GalaxDB combines several advanced systems into a single binary. This section explains each major subsystem — how it works, why it was designed this way, and how to use it effectively.

Storage Engine

The storage engine is a custom LSM-tree implementation in Rust, designed for mixed OLTP/OLAP workloads. It achieves 258K write TPS and 4.49 GB/s scan throughput on AWS c6id.4xlarge by combining group-commit WAL, columnar PAX blocks, zone-map pruning, and a NUMA-aware dual-region buffer pool.

Embeddings

Embedding computation runs in a separate sidecar process (galaxdb-sidecar) that loads a HuggingFace sentence-transformer model. When you insert a row into a table with an EMBEDDING MODEL column, the sidecar automatically computes the embedding vector — no extra code, no API calls.

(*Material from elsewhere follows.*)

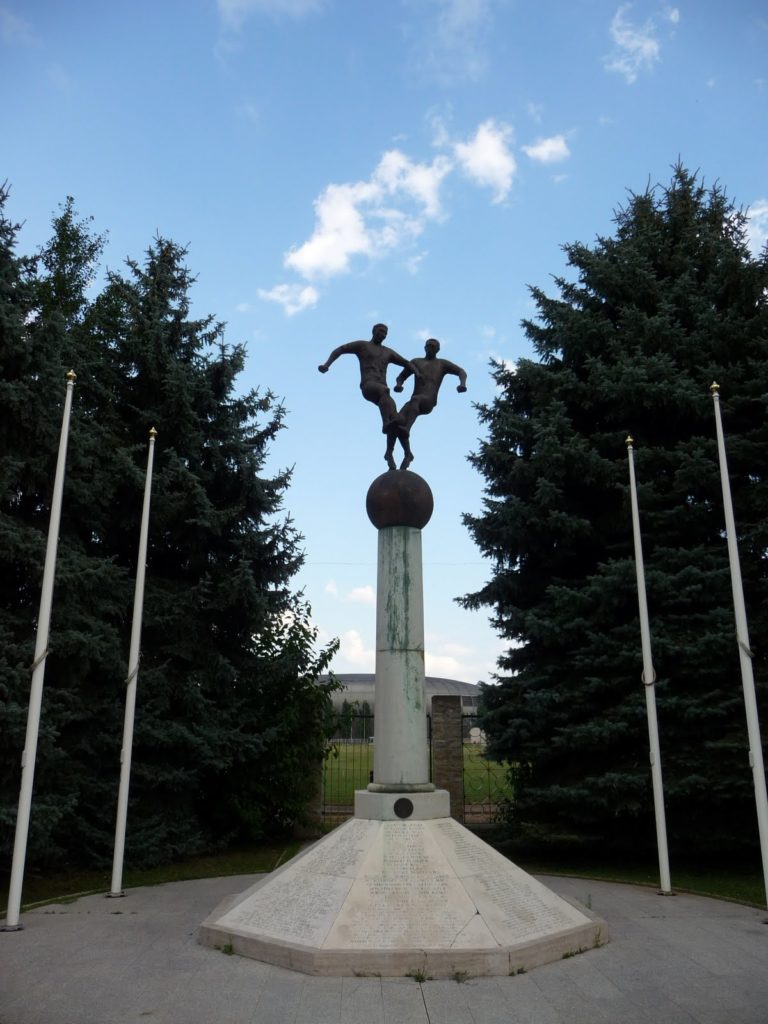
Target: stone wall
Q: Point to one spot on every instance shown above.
(448, 751)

GalaxDB uses a custom HNSW (Hierarchical Navigable Small World) implementation for approximate nearest neighbor search. With M=16 and ef_construction=200, it achieves recall@10 = 0.990 on SIFT-1M. The SEMANTIC_MATCH(column, query, threshold) function integrates vector search directly into SQL WHERE clauses.

Time-Travel

Every CREATE VERSION TAG creates an immutable snapshot of the database at that point in time. You can query any snapshot with SELECT ... FROM table AT VERSION 'tag_name'. Snapshots are lightweight — they reference existing data blocks rather than copying them.

Training Export

Version tags created with FOR TRAINING export the table data as a Lance dataset — a columnar format optimized for ML training. Lance supports zero-copy memory-mapped access, so PyTorch can read training data directly from disk without loading it into RAM.

Near-Dedup

The WHERE NOT DUPLICATE clause uses MinHash LSH to identify and filter near-duplicate rows. This is particularly useful for training data quality — duplicate or near-duplicate examples can cause models to overfit. MinHash LSH runs in O(n) time and typically reduces dataset size by 15–30%.